The brain simulation for SSE versus scalar was tested and confirmed 1:1 in March 2007. The folks at INTEL have taken on a leadership role for this project, special thanks again to Justin L. Landon, Michael W. Yi and Pallavi Mehrotra at INTEL. Michael in particular provided exact 1:1 testing.


There are a number of defines used through the Simulation to add and remove features in the compiled version of the Simulation. The three most relevant to this document are APPLE_CHUD, THREADED and BRAIN_HASH.

APPLE_CHUD - default undefined

THREADED - default defined

BRAIN_HASH - default undefined

To show the optimization advantage of threading and vector processing, the Apple version of the Simulation requires additional menu items to switch on and off threading and vector processing. Defining APPLE_CHUD puts these menus into effect and activates the vector specific code which isn't currently used in the released version of the Simulation.

Threading can be turned off and on in the Mac compiled version of the Simulation through defining or undefining THREADED.
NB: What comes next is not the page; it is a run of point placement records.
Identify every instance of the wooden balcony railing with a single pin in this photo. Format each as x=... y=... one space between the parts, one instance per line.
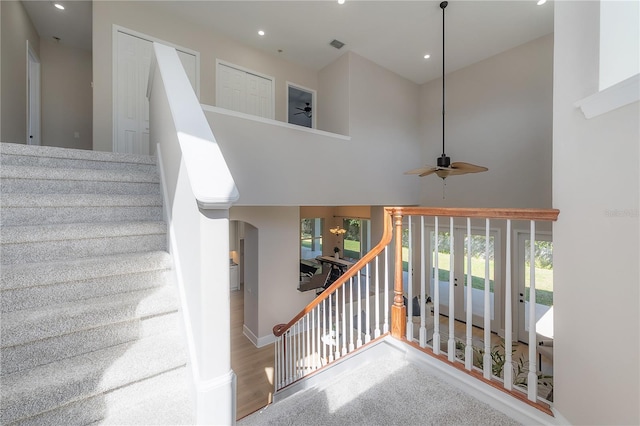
x=342 y=319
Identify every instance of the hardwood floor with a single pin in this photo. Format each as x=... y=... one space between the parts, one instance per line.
x=253 y=366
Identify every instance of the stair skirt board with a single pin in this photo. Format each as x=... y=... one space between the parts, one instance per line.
x=91 y=332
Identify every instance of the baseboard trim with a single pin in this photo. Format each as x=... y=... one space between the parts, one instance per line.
x=258 y=342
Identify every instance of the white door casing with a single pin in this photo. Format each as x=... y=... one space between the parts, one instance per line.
x=33 y=97
x=131 y=63
x=242 y=90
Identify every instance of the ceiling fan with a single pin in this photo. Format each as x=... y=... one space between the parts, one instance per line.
x=444 y=167
x=306 y=110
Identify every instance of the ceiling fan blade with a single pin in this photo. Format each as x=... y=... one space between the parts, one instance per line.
x=460 y=168
x=421 y=170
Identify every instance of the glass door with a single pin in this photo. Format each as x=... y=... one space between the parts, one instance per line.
x=460 y=267
x=543 y=268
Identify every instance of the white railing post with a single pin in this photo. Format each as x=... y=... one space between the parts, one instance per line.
x=468 y=349
x=376 y=332
x=367 y=307
x=358 y=314
x=451 y=347
x=423 y=287
x=385 y=328
x=436 y=295
x=508 y=326
x=532 y=377
x=351 y=343
x=487 y=361
x=410 y=283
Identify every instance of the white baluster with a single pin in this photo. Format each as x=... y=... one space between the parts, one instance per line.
x=331 y=330
x=309 y=353
x=312 y=316
x=337 y=324
x=385 y=328
x=324 y=331
x=344 y=321
x=367 y=315
x=487 y=361
x=451 y=347
x=468 y=349
x=508 y=345
x=423 y=287
x=436 y=296
x=532 y=377
x=351 y=345
x=359 y=342
x=376 y=332
x=277 y=364
x=409 y=308
x=289 y=356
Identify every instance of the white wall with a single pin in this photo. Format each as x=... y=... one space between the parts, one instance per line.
x=596 y=249
x=498 y=115
x=278 y=273
x=66 y=96
x=333 y=97
x=384 y=123
x=16 y=30
x=619 y=41
x=280 y=164
x=148 y=18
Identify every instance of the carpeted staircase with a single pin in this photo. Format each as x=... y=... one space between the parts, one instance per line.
x=89 y=314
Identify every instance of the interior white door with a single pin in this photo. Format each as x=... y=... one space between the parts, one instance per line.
x=243 y=91
x=33 y=97
x=131 y=134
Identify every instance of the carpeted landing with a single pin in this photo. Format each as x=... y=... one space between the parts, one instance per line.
x=386 y=390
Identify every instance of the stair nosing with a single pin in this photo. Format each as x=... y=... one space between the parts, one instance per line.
x=7 y=148
x=79 y=231
x=25 y=275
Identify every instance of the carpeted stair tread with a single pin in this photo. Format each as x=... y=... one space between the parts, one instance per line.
x=45 y=351
x=53 y=174
x=77 y=154
x=48 y=273
x=158 y=400
x=73 y=200
x=78 y=231
x=20 y=327
x=34 y=297
x=49 y=386
x=87 y=214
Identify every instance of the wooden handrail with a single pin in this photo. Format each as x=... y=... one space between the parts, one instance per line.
x=484 y=213
x=387 y=235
The brain simulation part of the Simulation is notoriously slippery to track changes. The brain simulation features a large number of mathematical calculations designed to propagate information through the three dimensional brain array. The solution to tracking changes in this fluid mathematics was to apply a hash function to resolve all the values of the brain at a particular time to a single number.

The brain hash is currently used to test and verify changes to the scalar or either vector versions of the Simulation as well as the variety of platforms the Simulation is run on. In the future, it will be used to track deltas between the Apple SSE, the Linux SSE and the Windows SSE implementations as well as the normal scalar versions.

To ease testing, when BRAIN_HASH is defined the Simulation shows a small string of numbers and letters to represent the hash brain value at a particular time. The delta between brain hash changes is sufficiently long that the user should be able to write these numbers and letters on a piece of paper. This was the high-tech original method of verifying the brain hash values matched one-to-one through changes.

Another critical point in getting one-to-one brain hash values is maintaining the same conditions in the Simulation. This can be achieved by saving a Simulation variables file. I would recommend hacking this file down to four or five apes at most. The Simulation can be paused, the variable file loaded and the Simulation can then resume running. Note down the letters and numbers the Simulation displays in the Brain window.

Run a different version of the Simulation with the same BRAIN_HASH defined. You may consider running the Altivec version versus the scalar version. Perhaps the SSE version versus the Altivec version or Linux versus Windows. With the same variable file, the same brain hash results should be produced. If they aren't there is some difference in the brain simulation.

Tom Barbalet, 21 October 2005.
Revised 24 March 2006, 25 March 2007, 18 June 2008.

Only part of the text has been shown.